We have always been drawn to the water. I met my husband, Danny, in Santa Monica, California. I was renting a converted basement, steps from the sand. It was expensive, damp and claustrophobic, but I could roll to the water; it was as close to a boat as I could get. Danny was living on a 34ft trawler. With two berths and two heads, his home was bigger than mine. It was love at first float.
We spent our honeymoon on a Catalina 36 in the BVI. We became sailboat snobs; the physicality, the wind, the absence of diesel fumes… When we got home, we sold his boat and moved north for a job. It was the wrong thing to do.
I don’t believe in regrets, but this part of the story is what we would change. I thought we needed to be grownups, to live in a house with a foundation, but why? We were young and childless, and a floating home would have been perfect in the seaside town of Monterey where we settled.

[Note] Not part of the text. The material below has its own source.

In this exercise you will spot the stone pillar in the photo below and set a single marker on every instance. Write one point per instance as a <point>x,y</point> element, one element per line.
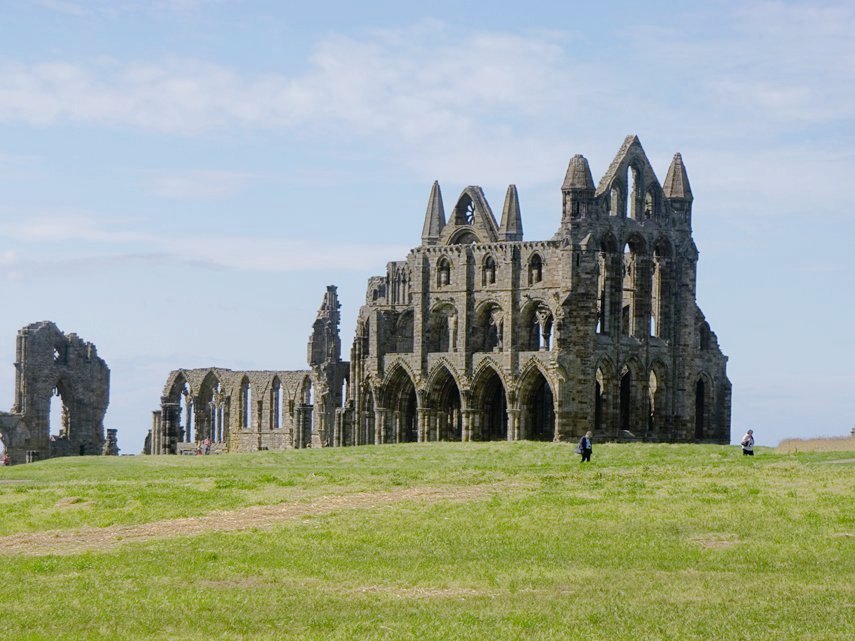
<point>422,424</point>
<point>513,425</point>
<point>379,425</point>
<point>171,426</point>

We quickly moved again, this time inland, although we resisted. My parents took us to Fiji on a 43ft Halberg-Rassy. We vacationed as far west as we could get. Jobs morphed, and we ended up back south in San Diego. We bought a cottage, had babies and spent every free moment on our parents’ boats. You’d find us with our children in a slip down in Mexico on a 45ft Ocean Alexander. The tiny resort harbor less than two hours from home became our favorite place. Our children grew up with a sense of balance like Olympic gymnasts. They adapted to small spaces and slept peacefully in the constant movement. When asked where the sun went to sleep, they always replied, in developing English and Spanish, “in the aqua.” They learned to respect the ocean, nature and different cultures.
Then life took us east. Our parents said goodbye to their boats, and we mourned those vessels as much as our relatives. When we watched the sunset from our covered porch outside Philadelphia our toddlers still said goodnight to the sun, but they could no longer see the water. It hurt my heart.

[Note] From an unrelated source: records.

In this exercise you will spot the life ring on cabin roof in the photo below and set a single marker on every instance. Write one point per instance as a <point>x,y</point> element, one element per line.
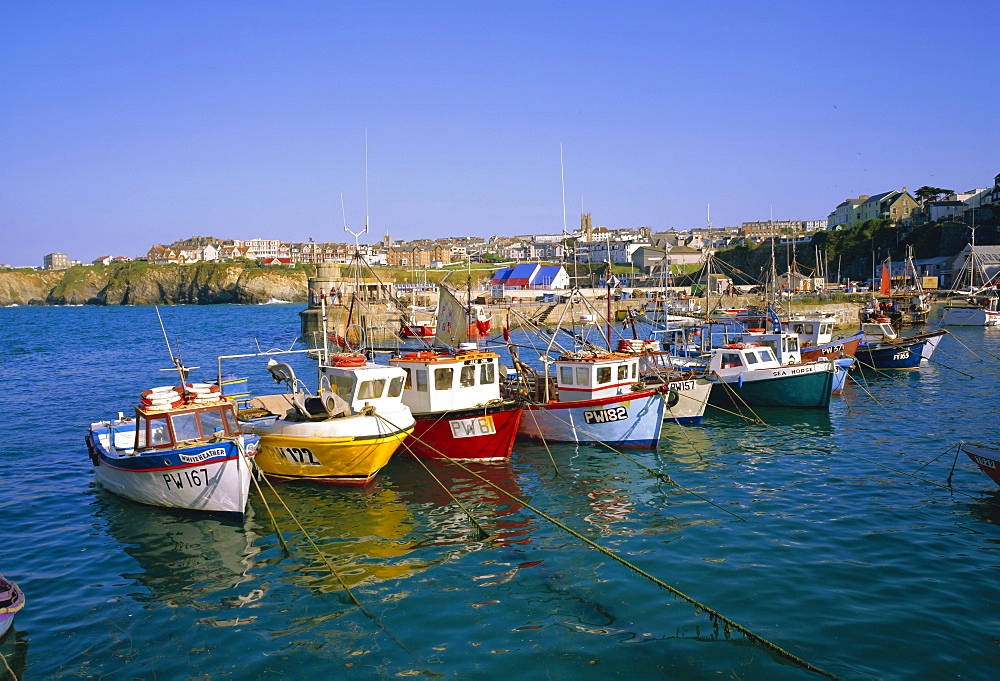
<point>201,388</point>
<point>348,361</point>
<point>162,393</point>
<point>420,355</point>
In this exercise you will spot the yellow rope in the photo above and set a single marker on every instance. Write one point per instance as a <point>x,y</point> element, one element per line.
<point>714,615</point>
<point>661,476</point>
<point>9,670</point>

Despite cold and snow, we bathed our home in anchors and sails. We took ferries and cruises and charters in the BVIs whenever we could. We spent weeks in Cape Cod and Nantucket on a Boston Whaler that took us island hopping and clamming and made us realize there is a blissful life beyond palm trees. We started to dream of a Northeast beach house, but quickly decided a boat would better give us the year-round water view we craved.
One day.
I got a paddleboard. The kids got kayaks. We spent time on the lakes in Pennsylvania and canoed down rivers. We put in a pool. It helped, but it wasn’t the same. The water was near. But it wasn’t a boat.
A third child and age were eventually enough to bring our families east. That beach house we dreamed of became a reality, times two: a summer cottage on the bay for one set of snowbird parents and a home on a deserted Delaware Beach for the others. Beautiful. Raw. Breathtaking. But no boat.

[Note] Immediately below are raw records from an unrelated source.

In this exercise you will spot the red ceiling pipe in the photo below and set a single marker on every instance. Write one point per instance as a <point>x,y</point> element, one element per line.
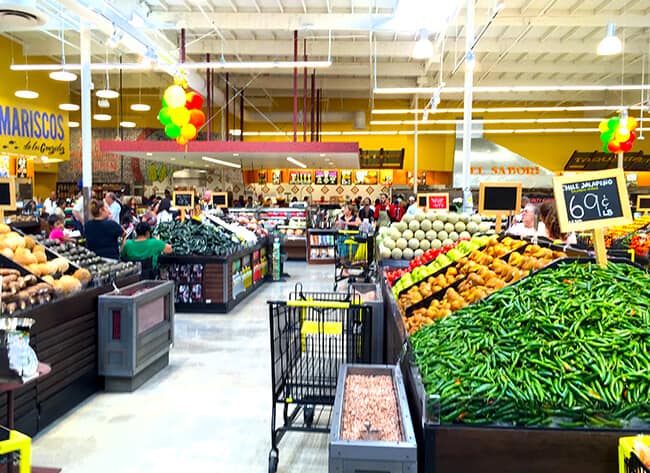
<point>304,93</point>
<point>241,115</point>
<point>313,100</point>
<point>182,45</point>
<point>227,132</point>
<point>208,81</point>
<point>295,87</point>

We struggled with our feelings. Beach homes were enough! They were everything! They had to be. But they weren’t. We still dreamed of being on the water. Watching the fishing boats pull out early each morning, we longed to follow.
We have never been a fair-weather family. Despite our San Diego roots, we have learned to accept what nature brings. The water heals us, whether bathed in sunshine or drenched in squalls. It calms, it teaches, it unifies. We are also a family that longs to be united. From the outside our life may look like a constant vacation, but what it really reflects is a commitment to the coast. Twenty-four hours off is enough time to take a road trip to the water and recharge despite the harsh reality of winter. Cold and wind can be tamed with clothing. You don’t just love based on behavior. If you really love, its unconditional. And we truly love the water.
So, every free minute is devoted to seeking the sea, because it’s how we find ourselves.
A boat may be hard. Oh, come on, it will be hard. Toddlers and careers and boats? What are we thinking?
But…
We need a boat. Not a huge boat, not to begin with. We’re not picky. In fact, bring on the weathered, the relocated, the overworked. It will feel at home in our family. A family missing one member. A family afloat, without our boat. A family meant to be at sea.